WASHINGTON — Some practices in credit cards, such as fluctuating interest rates, are so confusing they are indefensible and should be deterred, said Sen. Tom Carper, a senior member of the Senate Banking Committee.
"The idea of being able to change interest rates sort of like any time, any place … retrospectively and prospectively," is hard to defend, the Delaware Democrat told reporters Wednesday after speaking at a card symposium on Capitol Hill.
Sen. Carper said he welcomed a proposal from the Federal Reserve Board to make card disclosures easier to understand. Specifically, he said he favored the idea of informing cardholders how long it would take to pay off balances when making only the minimum payment.
"It would be helpful if I could find out if I paid like X dollars per month, how long would it take for me to pay off my bill," he told reporters.
During his speech, Sen. Carper, who has trumpeted the benefits of credit cards in Senate hearings meant to question their practices, acknowledged the fact that 60% of issuers have some sort of operation in his state.
"In my state, credit cards are a big deal," he said.
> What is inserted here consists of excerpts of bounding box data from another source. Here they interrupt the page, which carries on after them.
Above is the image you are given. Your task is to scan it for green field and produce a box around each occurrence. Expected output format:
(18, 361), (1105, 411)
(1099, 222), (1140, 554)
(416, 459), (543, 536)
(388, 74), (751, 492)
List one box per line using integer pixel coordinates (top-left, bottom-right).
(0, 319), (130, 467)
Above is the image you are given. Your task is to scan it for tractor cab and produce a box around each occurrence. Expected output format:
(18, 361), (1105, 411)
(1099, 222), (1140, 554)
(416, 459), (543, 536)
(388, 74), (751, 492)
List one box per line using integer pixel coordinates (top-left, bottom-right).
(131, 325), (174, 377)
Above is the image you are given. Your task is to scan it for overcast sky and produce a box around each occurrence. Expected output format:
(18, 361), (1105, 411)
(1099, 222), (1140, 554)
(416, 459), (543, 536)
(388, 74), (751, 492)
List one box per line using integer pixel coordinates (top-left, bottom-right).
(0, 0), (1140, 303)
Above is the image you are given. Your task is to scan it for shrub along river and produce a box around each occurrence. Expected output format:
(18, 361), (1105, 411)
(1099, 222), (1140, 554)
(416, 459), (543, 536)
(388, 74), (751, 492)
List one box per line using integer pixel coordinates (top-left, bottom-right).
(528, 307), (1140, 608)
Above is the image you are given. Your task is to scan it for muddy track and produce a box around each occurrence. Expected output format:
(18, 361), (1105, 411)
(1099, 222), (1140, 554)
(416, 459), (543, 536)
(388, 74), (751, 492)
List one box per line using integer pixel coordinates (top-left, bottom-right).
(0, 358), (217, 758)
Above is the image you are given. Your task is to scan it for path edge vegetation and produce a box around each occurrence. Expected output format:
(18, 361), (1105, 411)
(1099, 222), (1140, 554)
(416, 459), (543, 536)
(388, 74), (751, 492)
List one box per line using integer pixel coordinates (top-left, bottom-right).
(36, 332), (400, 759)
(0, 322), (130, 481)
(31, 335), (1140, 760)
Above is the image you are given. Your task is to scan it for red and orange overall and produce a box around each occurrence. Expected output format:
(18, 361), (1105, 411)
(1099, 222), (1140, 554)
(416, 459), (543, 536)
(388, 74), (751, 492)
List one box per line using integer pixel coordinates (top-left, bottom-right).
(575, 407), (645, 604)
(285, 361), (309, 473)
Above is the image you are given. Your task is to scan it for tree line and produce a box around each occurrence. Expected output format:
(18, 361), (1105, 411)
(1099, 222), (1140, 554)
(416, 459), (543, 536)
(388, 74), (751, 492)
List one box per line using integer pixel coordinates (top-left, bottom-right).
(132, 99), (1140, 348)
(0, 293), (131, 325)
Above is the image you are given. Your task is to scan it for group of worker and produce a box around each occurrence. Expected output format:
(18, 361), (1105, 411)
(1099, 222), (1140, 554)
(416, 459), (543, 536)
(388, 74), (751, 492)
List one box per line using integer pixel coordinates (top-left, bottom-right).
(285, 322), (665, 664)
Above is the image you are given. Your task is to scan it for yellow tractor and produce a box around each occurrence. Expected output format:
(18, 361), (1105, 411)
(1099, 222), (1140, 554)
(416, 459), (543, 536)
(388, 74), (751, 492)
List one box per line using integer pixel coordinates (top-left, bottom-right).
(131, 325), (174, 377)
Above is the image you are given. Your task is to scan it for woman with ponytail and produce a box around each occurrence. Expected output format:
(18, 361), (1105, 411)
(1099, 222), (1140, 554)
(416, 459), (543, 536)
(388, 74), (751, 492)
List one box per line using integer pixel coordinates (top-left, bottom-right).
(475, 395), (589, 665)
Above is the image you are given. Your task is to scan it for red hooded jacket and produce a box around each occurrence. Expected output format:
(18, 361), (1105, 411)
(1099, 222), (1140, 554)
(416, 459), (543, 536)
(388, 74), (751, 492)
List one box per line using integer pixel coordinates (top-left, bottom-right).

It is "appropriate" for lawmakers such as Senate Banking Chairman Chris Dodd and Sen. Carl Levin, who chairs the Permanent Subcommittee on Investigations, to dangle the "threat of legislation" to spark issuers to clean up their practices, Sen. Carper said. However, "I don't know how realistic it is that we are going to enact legislation."
He also backed a plan floated by Rep. Carolyn Maloney, a fellow symposium speaker. The New York Democrat, who chairs the House Financial Services financial institutions subcommittee, is holding a summit to encourage issuers to adopt best practices that would be recognized as a "gold standard."
Sen. Carper said he would try to encourage Sen. Dodd to hold a "mini summit" on cards. "We should work together on that," he told Rep. Maloney after his talk.
Sen. Carper also said the Banking Committee should hold another hearing with regulators to discuss proposed disclosure changes in the Fed's review of Regulation Z, which implements the Truth-in-Lending Act.
In her speech, Rep. Maloney praised the Fed's proposal but reiterated her stance that "even Reg Z and the best disclosure may not be enough to resolve some of the … abusive practices that have attracted the most criticism."